Sunday, October 07, 2007

Carrying Democracy to the World

The world must be made safe for democracy.

--Woodrow Wilson’s Declaration of War
April 2, 1917

This blog is about the world's best hope: expanding democracy and capitalism to achieve peace. Mandelbaum published The Ideas that Conquered the World in the aftermath of 9.11, a time when “every significant government” (p. 4) had rallied behind the U.S., and we had just achieved our quick victory over the Taliban in Afghanistan.

Mandelbaum is an overt Wilsonian. He credits Wilson with bringing democracy, free enterprise, and peace together in what he calls the “Wilsonian Triad” (p. 6). When Mandelbam's book came out in 2002, it seemed we had indeed made the world “safe for democracy.”

That was then. Now it’s late 2007. After our struggles in Iraq, making even just one other nation (never mind the world) “safe for democracy” is out of fashion everywhere.

Yet the Muslim extremist threat that destroyed the World Trade Center—the heart of global capitalism—remains the chief obstacle to world peace. Muslim extremists are absolutely opposed to capitalism, democracy, and peace, and will die to destroy the modern world these concepts have built.
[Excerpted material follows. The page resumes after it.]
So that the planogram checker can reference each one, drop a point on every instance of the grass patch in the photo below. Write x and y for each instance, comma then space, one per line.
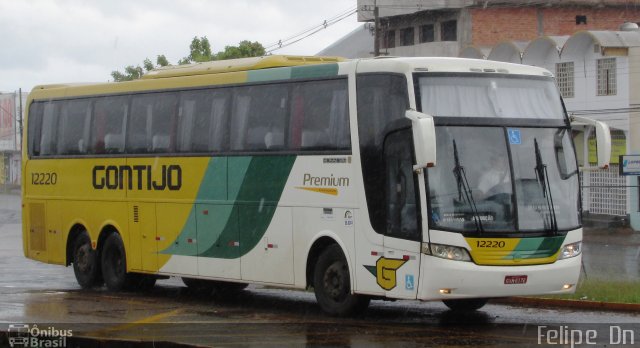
618, 291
Our world is very much smaller than it was in Wilson’s time—even flat, in Tom Friedman’s terms. So those unhappy Muslim extremists truly do threaten us all. Hard as it may be to do so, we must take them on, as Wilson took on evil in 1917, when he said:

It is a fearful thing to lead this great peaceful people into war, into the most terrible and disastrous of all wars, civilization itself seeming to be in the balance. But the right is more precious than peace, and we shall fight for the things which we have always carried nearest our hearts—for democracy, for the right of those who submit to authority to have a voice in their own governments, for the rights and liberties of small nations, for a universal dominion of right by such a concert of free peoples as shall bring peace and safety to all nations and make the world itself at last free.